Ray Park - past candidate's business licenses, photo mailings and past good deeds and misdeeds have been scrutinized in past elections. Violent police records are also part of the information package. When everything is out in the open, we can decide whether this is relevant to our voting. Of course we do have to be Burlingame residents!

I was undecided on my fourth vote until last night but I made up my mind during the debate. This forum separated the wheat from the chaff, the brain from the brawn, the experienced from the inexperienced, the naff from the classy and those who will work together (kumbaya, fred!) and which candidates know what is going on. It was an awesome group and I have a renewed optimism for a great council after November!

Also have a renewed optimism for Broadway, which I love!


What planet are we on that Burlingame Avenue is in threat of becoming an SoCal strip mall?
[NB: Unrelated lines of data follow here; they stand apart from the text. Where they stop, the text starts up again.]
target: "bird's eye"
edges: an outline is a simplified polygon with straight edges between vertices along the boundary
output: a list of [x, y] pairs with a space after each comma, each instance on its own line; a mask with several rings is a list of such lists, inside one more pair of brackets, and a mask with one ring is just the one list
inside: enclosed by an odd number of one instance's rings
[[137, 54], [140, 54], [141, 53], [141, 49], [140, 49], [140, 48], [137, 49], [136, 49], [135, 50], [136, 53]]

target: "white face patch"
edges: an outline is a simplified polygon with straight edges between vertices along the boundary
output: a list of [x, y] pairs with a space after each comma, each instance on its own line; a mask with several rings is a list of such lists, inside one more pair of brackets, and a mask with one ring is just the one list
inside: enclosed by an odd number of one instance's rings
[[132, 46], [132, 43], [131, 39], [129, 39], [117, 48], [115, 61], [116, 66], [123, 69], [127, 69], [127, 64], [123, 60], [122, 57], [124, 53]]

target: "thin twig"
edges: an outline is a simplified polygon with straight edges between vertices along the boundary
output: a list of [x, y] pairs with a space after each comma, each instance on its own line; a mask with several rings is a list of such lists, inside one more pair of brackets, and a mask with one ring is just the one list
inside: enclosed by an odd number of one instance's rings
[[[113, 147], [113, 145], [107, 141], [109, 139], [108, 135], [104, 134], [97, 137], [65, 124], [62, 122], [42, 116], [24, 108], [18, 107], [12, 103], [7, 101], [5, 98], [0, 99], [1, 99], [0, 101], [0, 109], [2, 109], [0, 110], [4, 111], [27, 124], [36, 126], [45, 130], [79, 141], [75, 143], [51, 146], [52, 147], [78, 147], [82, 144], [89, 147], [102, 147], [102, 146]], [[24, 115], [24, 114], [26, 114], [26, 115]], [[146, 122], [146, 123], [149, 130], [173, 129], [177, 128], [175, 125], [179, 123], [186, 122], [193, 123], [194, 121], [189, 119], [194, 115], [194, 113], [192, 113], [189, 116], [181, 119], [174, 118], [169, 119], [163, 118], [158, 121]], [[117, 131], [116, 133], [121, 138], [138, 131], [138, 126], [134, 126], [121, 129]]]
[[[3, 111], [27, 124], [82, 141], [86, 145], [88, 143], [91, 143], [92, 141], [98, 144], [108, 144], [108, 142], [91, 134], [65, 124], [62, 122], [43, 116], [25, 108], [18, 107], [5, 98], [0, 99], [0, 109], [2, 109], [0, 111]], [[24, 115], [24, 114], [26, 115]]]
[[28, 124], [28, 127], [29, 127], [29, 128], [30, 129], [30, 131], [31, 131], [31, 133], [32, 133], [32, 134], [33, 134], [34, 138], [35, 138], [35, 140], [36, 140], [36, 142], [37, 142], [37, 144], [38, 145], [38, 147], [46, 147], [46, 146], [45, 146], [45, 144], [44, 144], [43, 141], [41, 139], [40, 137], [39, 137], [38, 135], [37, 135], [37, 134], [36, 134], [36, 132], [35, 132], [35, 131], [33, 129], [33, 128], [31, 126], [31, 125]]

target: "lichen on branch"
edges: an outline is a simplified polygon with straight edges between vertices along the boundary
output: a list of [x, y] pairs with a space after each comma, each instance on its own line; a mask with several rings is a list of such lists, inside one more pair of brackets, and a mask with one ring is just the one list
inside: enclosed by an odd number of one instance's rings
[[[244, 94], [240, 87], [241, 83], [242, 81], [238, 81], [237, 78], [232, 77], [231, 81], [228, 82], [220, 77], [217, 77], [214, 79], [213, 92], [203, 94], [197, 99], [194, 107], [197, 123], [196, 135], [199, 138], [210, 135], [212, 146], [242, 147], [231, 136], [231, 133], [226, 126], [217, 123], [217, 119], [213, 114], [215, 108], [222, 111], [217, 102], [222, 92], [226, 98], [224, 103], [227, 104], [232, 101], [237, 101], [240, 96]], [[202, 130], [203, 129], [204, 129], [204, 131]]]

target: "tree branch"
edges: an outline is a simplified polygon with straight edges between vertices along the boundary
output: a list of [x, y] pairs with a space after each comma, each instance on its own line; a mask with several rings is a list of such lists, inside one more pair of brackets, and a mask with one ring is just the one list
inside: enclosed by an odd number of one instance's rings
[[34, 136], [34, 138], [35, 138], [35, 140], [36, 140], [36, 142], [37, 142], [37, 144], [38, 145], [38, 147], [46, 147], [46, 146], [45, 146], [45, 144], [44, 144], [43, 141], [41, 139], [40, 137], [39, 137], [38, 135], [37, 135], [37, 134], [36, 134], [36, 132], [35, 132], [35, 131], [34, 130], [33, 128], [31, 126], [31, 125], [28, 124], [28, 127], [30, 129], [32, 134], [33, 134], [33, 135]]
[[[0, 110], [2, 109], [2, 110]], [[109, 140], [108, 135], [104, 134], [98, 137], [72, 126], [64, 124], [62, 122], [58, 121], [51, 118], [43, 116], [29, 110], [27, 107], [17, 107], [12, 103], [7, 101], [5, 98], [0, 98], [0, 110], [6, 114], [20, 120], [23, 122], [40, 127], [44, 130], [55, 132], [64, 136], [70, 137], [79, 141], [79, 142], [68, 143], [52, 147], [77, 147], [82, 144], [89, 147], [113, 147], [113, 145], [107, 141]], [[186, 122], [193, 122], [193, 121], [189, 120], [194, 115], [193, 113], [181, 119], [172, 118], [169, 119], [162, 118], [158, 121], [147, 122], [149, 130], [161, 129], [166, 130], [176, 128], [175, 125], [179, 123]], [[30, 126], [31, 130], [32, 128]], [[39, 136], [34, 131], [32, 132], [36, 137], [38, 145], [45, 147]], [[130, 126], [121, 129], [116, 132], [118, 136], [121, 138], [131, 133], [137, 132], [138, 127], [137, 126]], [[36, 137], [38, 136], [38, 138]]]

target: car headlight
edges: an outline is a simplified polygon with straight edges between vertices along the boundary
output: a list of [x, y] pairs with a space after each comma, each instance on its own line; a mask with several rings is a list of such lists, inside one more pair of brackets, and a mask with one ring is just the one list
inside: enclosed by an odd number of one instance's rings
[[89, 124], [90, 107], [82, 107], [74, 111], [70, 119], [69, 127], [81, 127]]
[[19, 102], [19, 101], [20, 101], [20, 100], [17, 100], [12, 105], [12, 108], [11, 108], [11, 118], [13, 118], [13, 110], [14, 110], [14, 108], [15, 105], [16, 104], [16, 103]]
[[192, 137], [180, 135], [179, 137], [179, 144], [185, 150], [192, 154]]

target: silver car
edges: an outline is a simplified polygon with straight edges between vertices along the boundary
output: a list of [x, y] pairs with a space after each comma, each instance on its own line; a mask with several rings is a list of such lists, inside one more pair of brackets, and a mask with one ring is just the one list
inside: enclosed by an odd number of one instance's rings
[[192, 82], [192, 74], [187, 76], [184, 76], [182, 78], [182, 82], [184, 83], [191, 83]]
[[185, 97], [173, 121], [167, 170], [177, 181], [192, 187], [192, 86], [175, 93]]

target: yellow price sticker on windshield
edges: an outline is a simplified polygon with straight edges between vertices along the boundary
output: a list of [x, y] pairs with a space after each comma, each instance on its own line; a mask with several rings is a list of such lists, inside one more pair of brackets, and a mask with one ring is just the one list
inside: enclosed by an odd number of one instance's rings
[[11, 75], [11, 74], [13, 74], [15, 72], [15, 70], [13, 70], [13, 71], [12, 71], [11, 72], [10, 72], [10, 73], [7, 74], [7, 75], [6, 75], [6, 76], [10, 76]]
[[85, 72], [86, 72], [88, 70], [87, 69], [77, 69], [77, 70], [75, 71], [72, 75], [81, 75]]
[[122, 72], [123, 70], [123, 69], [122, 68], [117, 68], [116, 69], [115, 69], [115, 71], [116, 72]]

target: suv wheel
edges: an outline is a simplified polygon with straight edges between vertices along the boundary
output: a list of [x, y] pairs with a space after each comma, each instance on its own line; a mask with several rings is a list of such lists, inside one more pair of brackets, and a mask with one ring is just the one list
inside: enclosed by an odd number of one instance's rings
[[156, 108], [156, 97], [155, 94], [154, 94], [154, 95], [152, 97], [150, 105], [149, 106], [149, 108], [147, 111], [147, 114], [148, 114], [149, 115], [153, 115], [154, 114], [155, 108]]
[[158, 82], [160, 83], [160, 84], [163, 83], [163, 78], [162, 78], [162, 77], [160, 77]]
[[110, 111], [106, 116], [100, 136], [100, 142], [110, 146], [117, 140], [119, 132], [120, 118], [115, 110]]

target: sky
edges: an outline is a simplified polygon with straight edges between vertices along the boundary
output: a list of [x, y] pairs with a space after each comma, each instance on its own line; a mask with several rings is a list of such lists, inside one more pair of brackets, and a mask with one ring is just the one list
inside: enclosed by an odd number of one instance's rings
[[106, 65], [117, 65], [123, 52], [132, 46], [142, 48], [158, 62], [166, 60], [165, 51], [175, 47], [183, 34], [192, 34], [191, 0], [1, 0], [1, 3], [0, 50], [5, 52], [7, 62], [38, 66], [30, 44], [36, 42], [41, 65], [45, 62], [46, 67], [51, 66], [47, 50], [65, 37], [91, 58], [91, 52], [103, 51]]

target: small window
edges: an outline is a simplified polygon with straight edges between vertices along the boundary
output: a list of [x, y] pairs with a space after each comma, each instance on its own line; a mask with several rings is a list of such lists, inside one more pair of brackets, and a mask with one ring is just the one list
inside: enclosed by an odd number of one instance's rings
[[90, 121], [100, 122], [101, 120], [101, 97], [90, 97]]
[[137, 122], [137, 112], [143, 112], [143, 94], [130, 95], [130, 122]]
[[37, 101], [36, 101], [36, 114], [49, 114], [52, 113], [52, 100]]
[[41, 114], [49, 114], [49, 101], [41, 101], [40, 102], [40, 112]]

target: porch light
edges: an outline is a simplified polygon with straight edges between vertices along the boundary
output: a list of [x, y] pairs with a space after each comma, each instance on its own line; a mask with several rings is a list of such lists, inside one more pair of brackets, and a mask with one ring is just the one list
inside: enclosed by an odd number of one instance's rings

The design review board would prevent that from happening anyways. But limiting store size limits business opprotunity. We're not talking Costco here but if Burlingame had instituted limits decades ago I imagine Burlingame Avenue would look more like downtown Campbell with a lot of little chotsky shops and antique stores. Even as scary as a strip mall.

not from Burlingame, not voters...but Condon supporters. like i said, he's a good guy...just shouldn't be in public office. and besides, the crowd wasn't that big..i was surprised, not a very good representation of Burlingame. anyhow, enough on the subject.

fred, i'm such a fan! keep it up!

Ray Park

Oh! Do share your choices Fiona or have already?